CX-301a · Module 2

Data Collection Design

4 min read

Leading indicators are only valuable if you actually collect the data to measure them. Most CSMs track lagging indicators by default because the data is easy to collect — survey responses arrive automatically, renewal dates are in the CRM, usage stats come from the product analytics dashboard. Leading indicator data requires deliberate collection infrastructure because the signals live in unstructured places: email timestamps, meeting attendance records, stakeholder participation logs, and qualitative conversation notes.

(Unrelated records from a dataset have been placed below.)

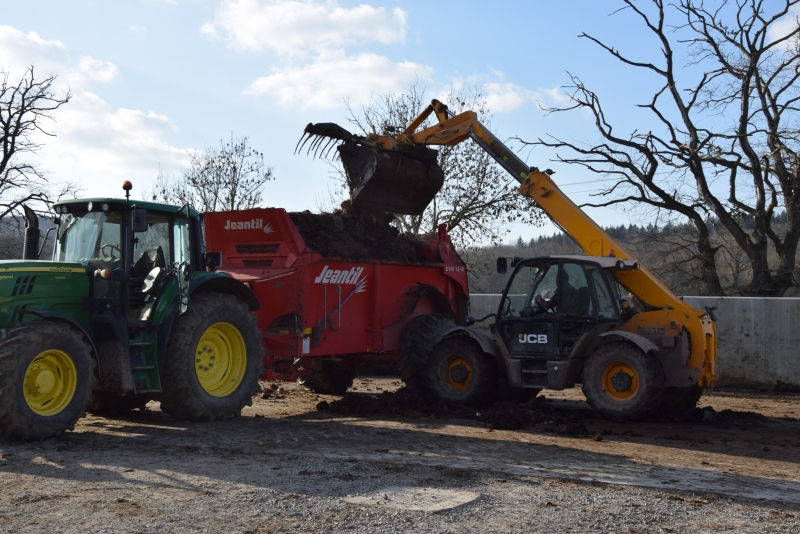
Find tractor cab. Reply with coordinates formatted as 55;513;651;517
53;194;206;396
53;199;197;323
492;256;635;389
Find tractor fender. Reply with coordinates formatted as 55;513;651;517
600;330;658;354
441;326;502;360
189;273;261;311
17;310;100;364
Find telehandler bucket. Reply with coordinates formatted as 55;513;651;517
298;123;444;215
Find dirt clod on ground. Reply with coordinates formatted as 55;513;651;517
289;209;430;262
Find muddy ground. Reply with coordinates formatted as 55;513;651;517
0;379;800;533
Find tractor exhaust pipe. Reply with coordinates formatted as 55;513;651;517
295;123;444;215
22;204;41;260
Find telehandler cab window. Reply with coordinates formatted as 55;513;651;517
501;263;558;317
55;211;121;269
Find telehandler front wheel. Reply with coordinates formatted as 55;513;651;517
428;337;497;404
161;293;264;421
0;321;95;440
583;342;665;420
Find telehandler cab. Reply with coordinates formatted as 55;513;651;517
298;100;717;419
0;182;263;439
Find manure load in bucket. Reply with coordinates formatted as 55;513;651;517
297;123;444;215
289;209;438;263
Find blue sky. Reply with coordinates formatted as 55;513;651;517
0;0;792;243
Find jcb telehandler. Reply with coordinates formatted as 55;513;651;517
0;182;263;439
300;100;717;419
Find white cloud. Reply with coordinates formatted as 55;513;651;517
201;0;406;56
483;82;569;113
78;56;117;83
0;26;187;194
767;5;800;48
247;53;433;109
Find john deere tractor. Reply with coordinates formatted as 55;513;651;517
0;182;263;439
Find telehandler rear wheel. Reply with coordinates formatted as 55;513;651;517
583;342;665;420
428;337;497;404
0;321;95;440
161;293;264;421
400;313;455;390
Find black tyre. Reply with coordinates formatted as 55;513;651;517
659;384;703;417
300;360;356;395
428;337;497;404
161;293;264;421
400;313;455;389
0;321;95;440
86;391;150;415
583;342;665;420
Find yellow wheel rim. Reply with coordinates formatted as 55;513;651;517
603;362;639;400
446;356;473;389
194;323;247;397
22;349;78;417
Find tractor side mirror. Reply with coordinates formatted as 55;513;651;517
497;258;508;274
203;252;222;271
131;208;147;233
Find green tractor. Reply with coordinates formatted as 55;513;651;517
0;182;263;439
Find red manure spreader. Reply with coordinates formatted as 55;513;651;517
204;208;469;394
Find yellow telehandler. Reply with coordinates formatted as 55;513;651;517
298;100;717;419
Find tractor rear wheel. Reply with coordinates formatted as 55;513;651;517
400;313;455;389
583;342;665;420
0;321;95;440
161;293;264;421
428;337;497;404
86;391;150;415
300;360;356;395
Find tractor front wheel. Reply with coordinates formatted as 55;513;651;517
428;337;497;404
0;321;95;440
161;293;264;421
583;342;665;420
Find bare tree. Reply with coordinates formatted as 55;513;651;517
0;66;76;217
145;134;273;211
346;87;542;248
520;0;800;296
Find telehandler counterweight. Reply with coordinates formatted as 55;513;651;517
304;100;717;419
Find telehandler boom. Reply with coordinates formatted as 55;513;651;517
300;100;717;418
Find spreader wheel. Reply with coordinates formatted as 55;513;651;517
0;321;95;440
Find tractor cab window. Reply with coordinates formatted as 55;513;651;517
55;211;121;269
131;213;172;270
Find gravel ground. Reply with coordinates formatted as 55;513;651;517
0;379;800;533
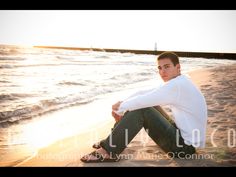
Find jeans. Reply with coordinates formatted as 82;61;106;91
100;107;196;158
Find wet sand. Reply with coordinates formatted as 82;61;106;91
16;64;236;167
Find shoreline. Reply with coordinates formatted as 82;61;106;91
33;46;236;60
6;64;236;167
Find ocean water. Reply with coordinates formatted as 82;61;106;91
0;45;236;166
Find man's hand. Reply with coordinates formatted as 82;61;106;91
112;101;122;111
111;101;122;122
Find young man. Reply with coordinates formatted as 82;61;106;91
81;52;207;163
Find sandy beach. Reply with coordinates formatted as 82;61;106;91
15;64;236;167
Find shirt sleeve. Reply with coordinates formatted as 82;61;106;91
116;81;179;115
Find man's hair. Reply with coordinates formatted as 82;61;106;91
157;52;179;66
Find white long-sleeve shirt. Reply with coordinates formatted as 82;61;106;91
117;75;207;147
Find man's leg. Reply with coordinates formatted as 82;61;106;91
101;108;195;157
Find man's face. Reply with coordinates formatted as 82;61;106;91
157;58;180;82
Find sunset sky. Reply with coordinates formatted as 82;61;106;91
0;10;236;52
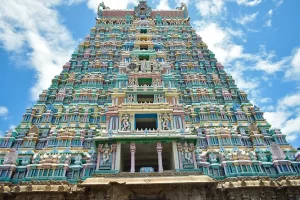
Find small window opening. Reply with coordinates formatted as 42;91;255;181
135;114;157;130
137;94;154;103
140;29;148;33
140;45;148;50
138;78;152;86
139;55;149;60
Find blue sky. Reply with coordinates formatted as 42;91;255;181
0;0;300;147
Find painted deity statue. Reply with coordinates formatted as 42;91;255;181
3;149;18;165
161;113;171;130
182;142;194;168
98;1;110;10
248;123;258;134
157;94;164;103
100;143;112;165
121;114;131;131
128;94;134;103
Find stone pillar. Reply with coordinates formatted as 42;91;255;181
177;143;183;169
172;141;179;169
96;144;101;170
111;144;117;170
156;142;164;172
130;142;136;173
115;142;121;170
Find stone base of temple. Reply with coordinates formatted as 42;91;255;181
0;173;300;200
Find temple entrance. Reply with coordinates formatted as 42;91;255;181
135;143;158;172
120;142;175;173
138;78;152;86
135;114;157;130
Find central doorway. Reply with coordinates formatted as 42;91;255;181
120;141;175;172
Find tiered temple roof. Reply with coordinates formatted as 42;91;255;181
0;1;300;199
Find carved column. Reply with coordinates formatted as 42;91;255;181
156;142;164;172
177;143;183;169
111;144;117;170
130;142;136;173
190;143;198;169
96;144;102;170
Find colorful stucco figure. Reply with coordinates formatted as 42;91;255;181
0;0;300;200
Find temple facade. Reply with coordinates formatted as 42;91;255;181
0;0;300;200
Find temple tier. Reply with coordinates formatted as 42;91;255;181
0;0;300;200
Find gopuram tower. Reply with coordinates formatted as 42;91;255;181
0;0;300;200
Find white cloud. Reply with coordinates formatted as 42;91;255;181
156;0;171;10
273;0;283;7
0;106;8;117
285;48;300;80
278;93;300;110
264;92;300;141
236;0;262;6
195;0;225;17
264;111;291;128
87;0;138;13
235;12;258;25
194;20;243;65
175;0;190;5
268;9;273;16
265;19;272;27
0;0;78;100
8;124;17;130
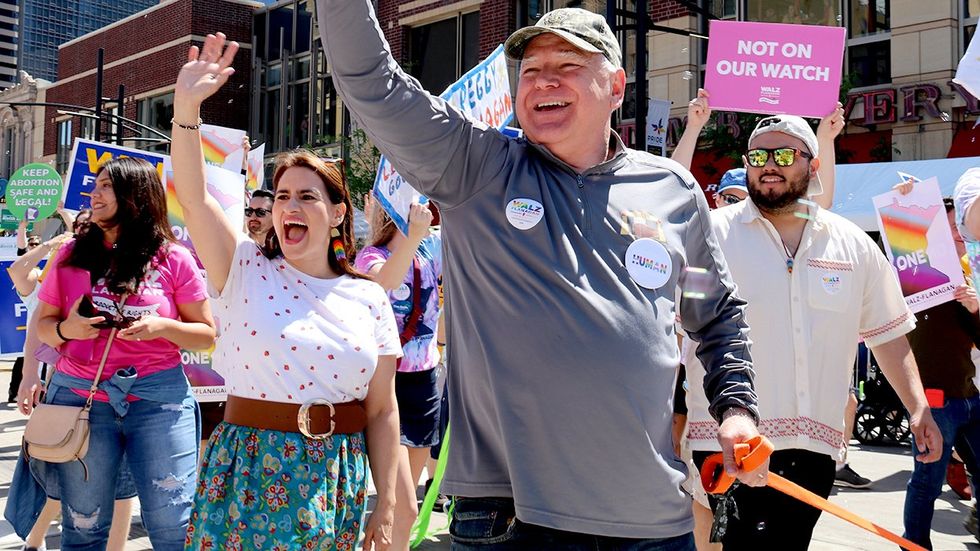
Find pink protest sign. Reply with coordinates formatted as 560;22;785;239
704;21;844;117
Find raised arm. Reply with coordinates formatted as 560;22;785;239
7;233;71;297
55;201;75;231
812;103;846;209
368;203;432;291
670;88;711;170
317;0;508;207
170;33;238;293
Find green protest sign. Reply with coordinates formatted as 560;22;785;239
6;163;61;221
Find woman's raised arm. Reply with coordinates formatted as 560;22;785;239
170;33;238;292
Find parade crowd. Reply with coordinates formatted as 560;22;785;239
6;0;980;551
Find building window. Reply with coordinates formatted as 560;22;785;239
847;0;892;86
745;0;841;26
0;126;18;178
847;40;892;87
136;92;174;153
55;119;72;174
406;12;480;94
960;0;980;58
517;0;608;27
847;0;888;38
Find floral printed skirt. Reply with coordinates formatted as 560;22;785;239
185;423;367;551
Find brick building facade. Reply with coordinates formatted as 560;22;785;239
43;0;261;168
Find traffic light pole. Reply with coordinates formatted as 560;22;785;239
606;0;650;151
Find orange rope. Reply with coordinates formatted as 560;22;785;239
701;435;926;551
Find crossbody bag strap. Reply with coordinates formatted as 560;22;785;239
85;293;129;409
398;255;422;346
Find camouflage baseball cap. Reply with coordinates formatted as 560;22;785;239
504;8;623;67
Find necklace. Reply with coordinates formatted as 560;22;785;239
779;243;793;274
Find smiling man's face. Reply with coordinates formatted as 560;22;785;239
516;33;625;166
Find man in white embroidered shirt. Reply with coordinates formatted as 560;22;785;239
687;115;942;550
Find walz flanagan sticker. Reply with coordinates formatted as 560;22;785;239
507;197;544;230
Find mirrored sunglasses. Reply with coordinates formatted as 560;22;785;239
718;193;742;205
745;147;813;168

  1. Instrument Your Communication Channels Track response times across all channels: email, Slack, phone, and meeting scheduling. The data does not need to be precise to the minute — it needs to capture the trend. A simple log of "sent on Monday, responded on Thursday" across all client communications produces a response velocity trend that is accurate enough for early warning purposes.
  2. Build Stakeholder Tracking For every client interaction, record which stakeholders participated. Over time, this produces stakeholder breadth data: how many unique contacts are engaging monthly, and how that number is changing. The tracking does not require a sophisticated system — a simple contact-per-meeting log aggregated monthly is sufficient.
  3. Capture Qualitative Signals Systematically After every client interaction, record one qualitative observation: overall tone, notable questions, and any behavioral changes from previous interactions. Three sentences. Thirty seconds. Over months, these observations produce a qualitative dataset that surfaces tone shifts and question pattern changes that no automated system can capture.